U.S. home prices in June 2009 continued rising, according to Federal Housing Finance Agency’s (FHFA) seasonally-adjusted purchase-only house price index (HPI).
The FHFA price index measures more accurately house price changes through time than simple averages because it controls for changes in the quality mix of the sample of transacted properties from period to period. According to this index, seasonally-adjusted home prices in June 2009 rose 0.5% following an increase of 0.6% percent in May.
House price trends varied across divisions as five of them registered price increases and four registered house price declines. The best performer was the East South Central division where seasonally-adjusted housing prices registered a monthly increase of 3.4%, followed by the Pacific division where house prices increased 2.2% in June 2009. The worst performer was the Middle Atlantic division where house prices decrease by 1.0%. House prices in the Mountain, West North Central and East North Central divisions declined by 0.3%, 0.3% and 0.5%, respectively.
On an annual basis, home prices in June 2009 were still below their June 2008 levels in all divisions with the Pacific and Mountain divisions, posting the highest declines of 11.1% and 10%, respectively, while house prices in West South Central and East South Central posted minor declines of 0.1% and 0.3%, respectively.

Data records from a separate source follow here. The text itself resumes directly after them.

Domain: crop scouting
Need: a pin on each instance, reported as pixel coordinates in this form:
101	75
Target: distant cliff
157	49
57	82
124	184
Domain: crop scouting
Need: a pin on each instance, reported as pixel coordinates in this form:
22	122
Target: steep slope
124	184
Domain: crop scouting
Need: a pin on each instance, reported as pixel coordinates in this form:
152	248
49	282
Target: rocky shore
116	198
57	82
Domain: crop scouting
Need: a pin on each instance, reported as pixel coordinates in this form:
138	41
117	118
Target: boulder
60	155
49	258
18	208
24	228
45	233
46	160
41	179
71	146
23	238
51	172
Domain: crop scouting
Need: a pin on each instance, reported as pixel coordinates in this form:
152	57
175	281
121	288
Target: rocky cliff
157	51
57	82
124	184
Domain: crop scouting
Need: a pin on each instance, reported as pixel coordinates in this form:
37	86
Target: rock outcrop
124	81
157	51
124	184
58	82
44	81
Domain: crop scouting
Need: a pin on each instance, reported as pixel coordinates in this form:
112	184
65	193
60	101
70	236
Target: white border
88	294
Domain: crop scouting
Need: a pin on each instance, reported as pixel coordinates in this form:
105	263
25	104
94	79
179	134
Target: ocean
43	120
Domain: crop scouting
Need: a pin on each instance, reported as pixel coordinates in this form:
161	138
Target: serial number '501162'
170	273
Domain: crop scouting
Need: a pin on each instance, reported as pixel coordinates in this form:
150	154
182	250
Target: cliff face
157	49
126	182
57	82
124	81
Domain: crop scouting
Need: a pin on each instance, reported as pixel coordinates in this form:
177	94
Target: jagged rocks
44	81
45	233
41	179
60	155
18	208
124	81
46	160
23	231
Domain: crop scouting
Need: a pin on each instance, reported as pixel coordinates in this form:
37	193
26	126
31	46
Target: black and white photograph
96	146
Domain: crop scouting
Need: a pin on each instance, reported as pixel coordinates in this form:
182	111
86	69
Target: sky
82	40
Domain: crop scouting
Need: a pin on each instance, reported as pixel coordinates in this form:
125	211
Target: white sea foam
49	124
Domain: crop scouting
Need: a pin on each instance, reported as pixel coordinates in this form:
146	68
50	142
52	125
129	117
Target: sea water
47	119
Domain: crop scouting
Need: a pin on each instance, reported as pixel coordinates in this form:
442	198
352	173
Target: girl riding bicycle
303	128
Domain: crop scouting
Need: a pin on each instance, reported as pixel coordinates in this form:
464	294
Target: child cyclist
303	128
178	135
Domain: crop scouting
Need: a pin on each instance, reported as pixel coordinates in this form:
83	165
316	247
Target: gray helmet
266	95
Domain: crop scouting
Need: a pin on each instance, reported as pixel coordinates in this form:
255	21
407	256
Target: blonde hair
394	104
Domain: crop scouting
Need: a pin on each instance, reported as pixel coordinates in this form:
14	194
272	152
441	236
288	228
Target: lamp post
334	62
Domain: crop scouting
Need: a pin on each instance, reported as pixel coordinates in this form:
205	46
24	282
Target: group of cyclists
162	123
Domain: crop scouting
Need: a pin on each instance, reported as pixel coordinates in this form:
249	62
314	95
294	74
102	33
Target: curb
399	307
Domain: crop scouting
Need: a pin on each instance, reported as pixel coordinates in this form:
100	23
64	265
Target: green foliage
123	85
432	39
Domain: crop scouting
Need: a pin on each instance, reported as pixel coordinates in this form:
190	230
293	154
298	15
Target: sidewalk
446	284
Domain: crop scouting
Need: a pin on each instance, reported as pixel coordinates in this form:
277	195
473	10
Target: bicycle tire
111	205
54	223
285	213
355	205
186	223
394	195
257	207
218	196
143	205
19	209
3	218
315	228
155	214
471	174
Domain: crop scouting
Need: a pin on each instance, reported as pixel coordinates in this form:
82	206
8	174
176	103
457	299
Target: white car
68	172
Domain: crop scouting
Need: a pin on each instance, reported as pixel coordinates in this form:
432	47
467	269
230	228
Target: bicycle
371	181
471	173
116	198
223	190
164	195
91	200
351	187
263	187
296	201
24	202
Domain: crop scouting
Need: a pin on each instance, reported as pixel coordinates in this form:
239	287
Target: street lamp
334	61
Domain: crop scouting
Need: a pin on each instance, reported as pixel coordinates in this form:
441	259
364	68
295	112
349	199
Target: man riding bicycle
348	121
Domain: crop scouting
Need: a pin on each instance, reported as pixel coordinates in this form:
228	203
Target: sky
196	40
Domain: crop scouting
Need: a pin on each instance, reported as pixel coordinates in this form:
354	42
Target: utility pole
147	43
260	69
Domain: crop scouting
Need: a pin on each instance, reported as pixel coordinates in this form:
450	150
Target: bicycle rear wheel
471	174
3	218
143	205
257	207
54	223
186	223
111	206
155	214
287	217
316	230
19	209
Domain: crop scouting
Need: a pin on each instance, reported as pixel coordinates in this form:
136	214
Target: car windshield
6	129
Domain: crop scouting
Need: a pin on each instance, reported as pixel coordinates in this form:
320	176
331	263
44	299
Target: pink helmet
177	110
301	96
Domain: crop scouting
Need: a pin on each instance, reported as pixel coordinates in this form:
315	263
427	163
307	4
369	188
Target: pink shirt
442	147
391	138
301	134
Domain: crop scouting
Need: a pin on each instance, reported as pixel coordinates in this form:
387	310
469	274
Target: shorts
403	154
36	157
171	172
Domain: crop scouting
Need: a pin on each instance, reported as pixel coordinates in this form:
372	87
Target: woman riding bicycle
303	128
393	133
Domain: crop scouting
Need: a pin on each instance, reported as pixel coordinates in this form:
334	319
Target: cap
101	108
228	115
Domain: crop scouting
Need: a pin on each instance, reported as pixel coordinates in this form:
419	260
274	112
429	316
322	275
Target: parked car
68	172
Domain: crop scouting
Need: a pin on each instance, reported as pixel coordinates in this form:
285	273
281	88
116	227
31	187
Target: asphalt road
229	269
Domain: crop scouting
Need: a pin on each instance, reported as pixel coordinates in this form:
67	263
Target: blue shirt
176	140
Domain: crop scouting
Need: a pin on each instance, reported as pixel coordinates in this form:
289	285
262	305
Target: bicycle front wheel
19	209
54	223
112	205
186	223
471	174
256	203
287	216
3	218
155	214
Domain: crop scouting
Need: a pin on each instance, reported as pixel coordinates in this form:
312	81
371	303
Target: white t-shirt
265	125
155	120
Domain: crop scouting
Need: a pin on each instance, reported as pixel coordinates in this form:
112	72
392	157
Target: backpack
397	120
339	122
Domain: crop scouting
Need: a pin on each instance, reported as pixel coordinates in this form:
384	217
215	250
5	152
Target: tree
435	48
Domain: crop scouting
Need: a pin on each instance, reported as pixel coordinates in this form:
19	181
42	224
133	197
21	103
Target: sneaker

Despite the increases in home prices in June and May of 2009, these increases were no enough to offset previous declines. Thus the average housing prices in the second quarter of 2009 registered a slight decrease of 0.7% compared to the first quarter of 2009. This decline is slightly larger than the decline of 0.5% registered in the previous quarter. On an annual basis the seasonally-adjusted prices fell 6.1 percent, which represents deceleration of the annual rate of decline from the previous quarter which was 7.1%.